6.2K stars! We recommend an open source chaos engineering test platform: Chaos Mesh!

1、Introduction to Chaos Mesh

Chaos Meshis an open source chaos engineering platform designed to help users test, validate and optimize the reliability and stability of their applications in a production environment. By introducing fault injection and chaos engineering principles, Chaos Mesh can simulate a variety of failure scenarios, such as network latency, node failures, disk failures, etc., in order to help users identify and solve potential problems in their systems.

Project Address:

/mirrors/Chaos-Mesh
/pingcap/chaos-mesh

2. Chaos Mesh characteristics:

Diverse fault injection: Chaos Mesh supports a variety of fault injection methods, including network failure, node failure, disk failure, etc. Users can choose the appropriate fault injection method for testing according to their needs.
Fine-grained fault control: Users can make fine-grained configurations of fault injection through the console provided by Chaos Mesh, including the type of fault, injection time, injection range, etc., in order to better simulate the fault situation in the actual production environment.
Observability and monitoring: Chaos Mesh provides rich monitoring and observability features that allow users to monitor the effects of fault injection in real time and understand the stability and reliability of the system.
Containerization support: Chaos Mesh can be integrated with containerization platforms such as Kubernetes to support chaos engineering experiments in container environments and help users better understand the stability and reliability of containerized applications.
Flexible scheduling strategies: Users can define the scheduling policy for fault injection according to their needs, including timed triggering, periodic triggering, etc., in order to better control the timing and frequency of fault injection.

Overall, Chaos Mesh is a powerful chaos engineering platform that helps users to improve system reliability and stability by performing system stability testing and fault simulation in production environments.

3. Chaos Mesh Installation Steps

1. Download Chaos Mesh: You can get the latest version of the installation file from the Chaos Mesh GitHub repository.
Deploying Chaos Mesh: You can use Helm to deploy Chaos Mesh by executing the following commands:

helm repo add chaos-mesh 
helm install chaos-mesh chaos-mesh/chaos-mesh --namespace=chaos-testing --version=0.12.0

Verify Deployment: Wait for the deployment to complete, and then use the following commands to verify whether Chaos Mesh has been successfully deployed:

kubectl get pods -n chaos-testing

The main operations that the current experiment can support for fault injection are:

pod-kill: Simulates a Kubernetes Pod being killed.
pod-failure: simulates the continuous unavailability of a Kubernetes pod, which can be used to simulate node downtime and unavailability scenarios.
network-delay: simulates network delay.
network-loss: Simulates network loss.
network-duplication: simulates network packet duplication.
network-corrupt: Simulates network packet corruption.
network-partition: simulates a network partition.
I/O delay: simulates file system I/O delay.
I/Oerrno: simulates file system I/O errors.

4. Steps for using Chaos Mesh

1、Creating Fault Injection Experiments: Create a fault injection experiment using the Chaos Mesh console or a command line tool, selecting parameters such as the type of fault, target application, and injection time.

For example:Creating network latency experiments: UseChaos Mesh CLI Create a network latency experiment, specifying the target application and the network latency parameters to be simulated.
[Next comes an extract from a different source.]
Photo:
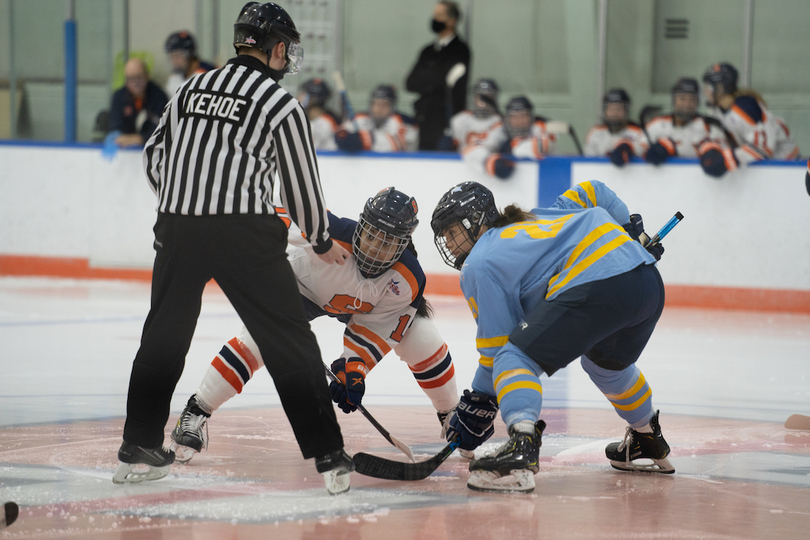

You can create a network latency experiment using the following command:

chaosctl create network-delay --time 30s --target myapp --duration 60s

The --time parameter specifies the delay time, which is set to 30 seconds here.
The --target parameter specifies the target application, which is set to myapp.
The --duration parameter specifies the duration of the experiment, which is set to 60 seconds here.

2、running experiment: Use the Chaos Mesh CLI to launch the network latency experiment created to observe in real time how the target application behaves in the presence of network latency. You can run the experiment using the following command:

chaosctl start network-delay --name my-network-delay

3、Monitoring and observation: Can be usedChaos Mesh The monitoring and observability functions provided monitor the effect of network delay experiments in real time to understand the stability and reliability of the system.

4、analysis: Analyze data and logs collected during experimental runs to assess system performance and make adjustments and optimizations as needed.

5、Adjustment of experimental parameters: Adjust the parameters of the fault injection experiment, such as the type of fault, injection time, injection range, etc., according to the experimental results and feedback, in order to better simulate the fault situation in the real production environment.

6、End of experiment: At the end of the experiment duration, you can end the experiment using the following command:

chaosctl stop my-network-delay

The above steps will allow you to install and use Chaos Mesh for Chaos Engineering experiments to help improve the reliability and stability of your system. Please ensure that you use Chaos Engineering tools carefully in a production environment to avoid unnecessary impact on your system.